Nel chiostro cinquecentesco c’era un pezzo d’Africa vestito a festa, non come ci vestiamo a festa noi – bianco, grigio, blu – a festa davvero, colori sgargianti, accesi, primari, tuniche morbide, drappeggi, treccine, collane, bracciali, uomini, donne, bambini.
Avevano preso posto nel prato a gruppi di chiacchiere, ma quando dal palco si alzò la prima nota mbalax si composero in un’unica grande onda e cominciarono a ballare, come soltanto l’Africa sa ballare, braccia, gambe, ventri, drappi, collane, treccine attraversati dal ritmo del tama, scossi da un movimento che è insieme corpo, anima, identità, rito e gioia, sacralità e bestia.
Tra loro c’eravamo anche noi, alcuni sparuti esseri di razza bianca, divisi tra diversi e radical chic alla ricerca di etno-ebbrezza.
Non potei fare a meno di notare con un violento razzismo all’incontrario la bruttezza di alcuni alternativi coi loro foruncoli/spinelli/straccetti malportati, fisici macilenti, schiene storte di scogliosi, pancette e flaccidezze, movimenti rigidi, balletti sclerotizzati.
Non potei fare a meno di notare il contrasto tra la vitalità dell’onda nera e la consunzione smorta della presenza bianca.
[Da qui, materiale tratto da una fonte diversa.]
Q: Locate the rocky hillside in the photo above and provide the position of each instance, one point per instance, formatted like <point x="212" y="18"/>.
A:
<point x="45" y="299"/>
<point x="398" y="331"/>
Anche gli alternativi sono malati di buon gusto: lo sono quando indossano divise senza anima, quando scimmiottano atteggiamenti di cui non conoscono la provenienza e di cui non riescono a dimostrare il senso, lo sono quando non fanno nulla che riesca a travolgere con la forza dell’emozione, con l’impeto del necessario… Insomma quando non sono affatto un’alternativa…
Quella sera nella cornice del chiostro cinquecentesco c’era un pezzo di civiltà lontana, forte, emozionante, necessaria e bella.
Questa fu la vera rappresentazione.
Il giorno seguente i parcheggiatori abusivi brulicanti alla ricerca di spiccioli quotidiani vicino all’ospedale – moderna versione del lazzaretto antico -, mi apparvero in una luce completamente diversa, re decaduti, guerrieri africani fieri e sconfitti da una civiltà dominante consumata dalla presunzione al punto da essere inconsapevole dell’avvicinarsi della propria autodistruzione.